Humans are dirty. And in some places, we've polluted so horribly that we've knocked decades off our own disease-ridden life expectancies. Environmental groups Green Cross Switzerland and Blacksmith Institute have picked the most polluted places in the world, and their latest list spans from South America to Siberia. In unranked order, here are five of the most polluted places you'll never want to go.

Agbogbloshie, Ghana 

Source: Author

You are to blame for the atrocity that is Agbogbloshie. As the second-largest e-waste processing area in West Africa, this Ghanian city imports over 215,000 tons of electronics every year, from refrigerators to televisions.

While salvaging and recycling make economic sense, loose regulation and cut corners make methods malicious. Most machines are simply burned, resulting in toxic materials permeating the air, soil, and water of Agbogbloshie.

Chernobyl, Ukraine

Source: Wikimedia Commons, Mond 

Twenty-eight years ago, Chernobyl gained international infamy when a local nuclear power plant melted, releasing more than 100 times the radiation felt by atomic bomb victims in Japan.

Risks remain today. Even beyond the 19-mile exclusion zone, radiation remains "well above" recommended levels. Anywhere between five and 10 million people are at risk, and research suggests that the meltdown has caused around 4,000 cases of thyroid cancer .

Hazaribagh, Bangladesh

Source: Flickr, travelwayoflife 

If you like the smell of leather, visit Hazaribagh – and then immediately leave. The Dhaka suburb's 250 registered tanneries dump 22,000 cubic liters of toxic waste into its main river (and water supply) every single day. While Harazibagh residents may be slowly dying from carcinogenic toxins, they are also faced with daily issues of skin and respiratory diseases, acid burns, dizziness, and nausea . If you don't feel like pushing production problems on poor nations, it might be high time to check your leather jacket for the telltale "Made in Bangladesh" tag. 

Matanza Riachuelo, Argentina

Source: Wikimedia Commons, Dario Alpern 

15,000 industries pour pollution into the Matanza-Riachuelo River Basin as it winds its way through Buenos Aires. Chemical manufacturers alone account for more than a third of the pollution, pushing a killer cocktail of zinc, lead, copper, nickel, and chromium into the riverbed.

The homes of around 12,000 local residents have been deemed "unsuitable for human habitation," but neither that nor the fact that 20,000 people have an 8-in-10 chance of drinking unsafe well water will change the fact that its impoverished citizens are here to stay. For now, at least, the people of Matanza-Riachuelo residents will continue so suffer from diarrhea, respiratory diseases, and cancer .

Niger River Delta, Nigeria

Source: Wikimedia Commons, Julien Gomba 

Big Oil has taken its toll in Nigeria. Since the late 1950's, energy companies have headed to the Niger River Delta to extract its "black gold." And while no one likes wasted oil, the area has seen 7,000 oil spills between 1976 and 2001 where the majority of oil was never cleaned up. Estimates put annual spills at 240,000 barrels of crude oil.

That might seem like peanuts compared to the 2 million barrels extracted every day, but oil adds up. Two-thirds of the delta is polluted, with oil seeping its way into the water, air, and food systems of local Nigerians. One study suggests that oil has contributed to a 60% drop in household food security, as well as 24% spike in child undernutrition .

Living on the outskirts won't help much, either. Studies consistently found high copper and nickel concentrations in soil covering a 40-mile radius around the city. That means city slickers and surbanites alike suffer from respiratory diseases and cancer, and children are 50% more likely to get sick than those from other districts .

The List Goes On
Unfortunately, this list is only half of Blacksmith's picks. If you want to feel even worse about the world, you can click here for the other five polluted places.
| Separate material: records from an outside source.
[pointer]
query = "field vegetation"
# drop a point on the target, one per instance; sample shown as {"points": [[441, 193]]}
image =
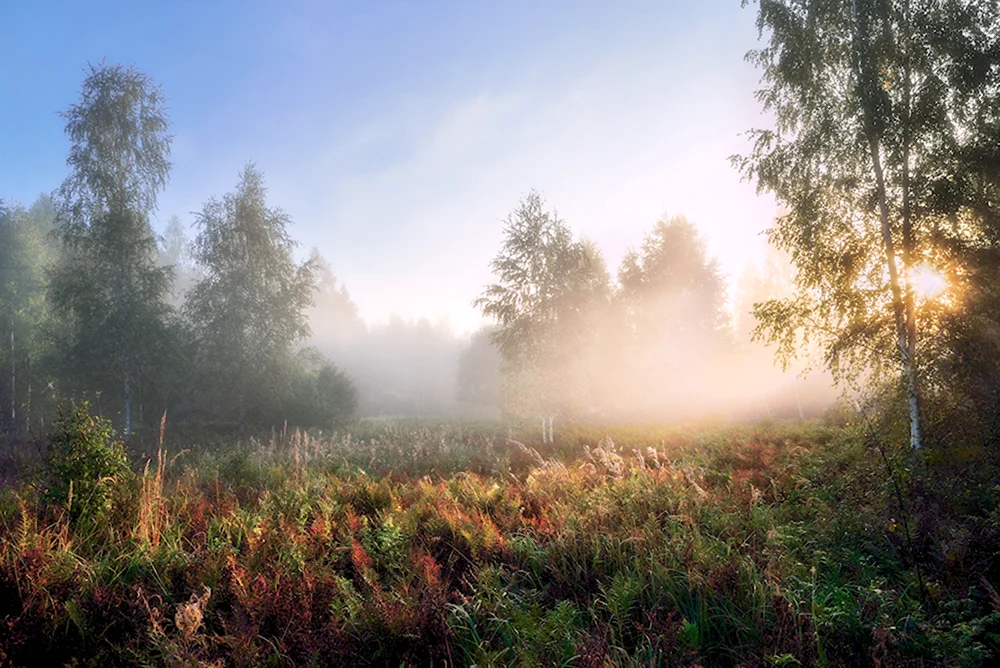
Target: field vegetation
{"points": [[407, 543]]}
But while the Blacksmith Institute and Green Cross Switzerland have sourced the worst of the worst, they've also included examples of the ways in which we're slowly saving these spots.

Help can be as simple as introducing hand wire-stripping tools at the Agbogbloshie dumpsite , or as complicated as a billion dollar World Bank project addressing sanitation and pollution reduction on the riverbanks of Matanza Riachuelo. But easy or difficult, humanity is slowly doing its part to clean up the mess we've created.